In 1952, Italian neorealist director Roberto Rossellini approached Rebecca West, British author and literary critic, to write the dialogue for his next film, to be based on Colette's novel Duo. West then travelled to Italy to meet with Rossellini and his wife Ingrid Bergman who was to be the female star of the film. Meeting Rossellini, West found the director "a show-off, very gabby, ignorant and pretentious" and thought that his idea for the screenplay was "not enough to make a good film". (As Rossellini had not been able to purchase the rights to Colette's novel, he had presented her with a plot line that was quite different from the book.) Also unimpressed with Rossellini's previous film Europe '51 (1952), West eventually declined the assignment and went back home.

Above and below: Rebecca West and Ingrid Bergman at the Women's National Press Club in April 1948.

Returning home from her disappointing Italian trip, West received a letter from Ingrid Bergman who apologised for the failure of their joint project. The letter shown below is not Bergman's letter, though, but West's brutally honest reply ("an extraordinary letter", as she herself called it, unlike anything she had ever written).

Incidentally, although West felt Bergman had "great talent and a great personality", she once made some derogatory remarks about the actress, saying that she was "common and mannerless" and that —after West's husband had told her that Ingrid's mother came from Hamburg, Germany— "she might well be a housemaid in a big Hamburg hotel".

10 March 1953

Dear Miss Bergman,

Thank you very much for your letter, which I am going to answer honestly.

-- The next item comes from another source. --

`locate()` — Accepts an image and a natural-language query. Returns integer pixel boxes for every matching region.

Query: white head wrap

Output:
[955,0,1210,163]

My feelings were not in the least hurt by the abandonment of what was for both of us a trial trip. But I was distressed by the whole incident, from your point of view. I had been asked to write the dialogue of a film which was being founded on an important novel, Duo, by an important writer, Colette.

Instead I was faced with a ridiculous idea, incapable of development in any way not likely to be prejudicial to your reputation.

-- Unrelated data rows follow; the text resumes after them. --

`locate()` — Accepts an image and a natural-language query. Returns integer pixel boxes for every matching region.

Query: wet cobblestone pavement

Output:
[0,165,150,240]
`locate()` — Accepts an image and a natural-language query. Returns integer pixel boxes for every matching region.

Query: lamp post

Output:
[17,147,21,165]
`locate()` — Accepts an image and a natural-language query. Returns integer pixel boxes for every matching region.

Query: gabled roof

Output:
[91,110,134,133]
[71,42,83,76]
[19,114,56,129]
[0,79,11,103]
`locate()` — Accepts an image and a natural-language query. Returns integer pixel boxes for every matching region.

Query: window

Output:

You may love your husband very much, but you should face the fact that he has no talent. You have great talent and a great personality, and it is absurd that for the sake of your private emotions you should allow these gifts to be wasted in a film like Europe 1951, which is so inept that even your performance, which excites admiration by itself, cannot save it.

You will not believe this when you read it, and you will think me an odious woman. But when your husband has made two more films for you, you remember this letter, and think about putting yourself in the hands of a competent director.

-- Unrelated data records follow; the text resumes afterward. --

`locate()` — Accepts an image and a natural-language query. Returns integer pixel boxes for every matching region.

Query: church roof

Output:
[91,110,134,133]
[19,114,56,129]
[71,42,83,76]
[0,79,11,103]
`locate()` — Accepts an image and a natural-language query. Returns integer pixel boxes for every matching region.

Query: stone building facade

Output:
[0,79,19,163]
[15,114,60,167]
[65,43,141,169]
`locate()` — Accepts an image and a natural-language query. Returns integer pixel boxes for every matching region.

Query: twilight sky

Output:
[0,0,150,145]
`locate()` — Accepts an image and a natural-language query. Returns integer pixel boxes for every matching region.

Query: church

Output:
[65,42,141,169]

I never wrote such an extraordinary letter as this in my life. But I have also never seen such an extraordinary situation as the wreck of your artistic life.

With all good wishes,

I am, 

Yours sincerely,

Rebecca West  

[Source: Selected Letters of Rebecca West, edited by Bonnie Kime Scott (2000)] 


The film that Rossellini eventually made without West's help was Journey to Italy (1954), starring Ingrid Bergman and George Sanders as an estranged married couple vacationing in Italy. While both a box-office and critical flop upon release, the film is now regarded by many as Rossellini's masterpiece and according to director Martin Scorsese "one of the most honest portraits of a marriage ever put on film". Loosely based on Colette's novel Duo, the screenplay was written by Rossellini and Vitaliano Brancati.

George Sanders and Ingrid Bergman as Alex and Katherine Joyce in a scene from Journey to Italy aka Viaggio in Italia or Voyage to Italy.
Roberto Rossellini on the set of Europe '51 with Ingrid Bergman and another cast member. Rossellini and Bergman worked together six times — on Stromboli (1950), Europe '51 (1952), We, the Women (1953), Journey to Italy (1954), Fear (1954) and Joan of Arc at the Stake (1954).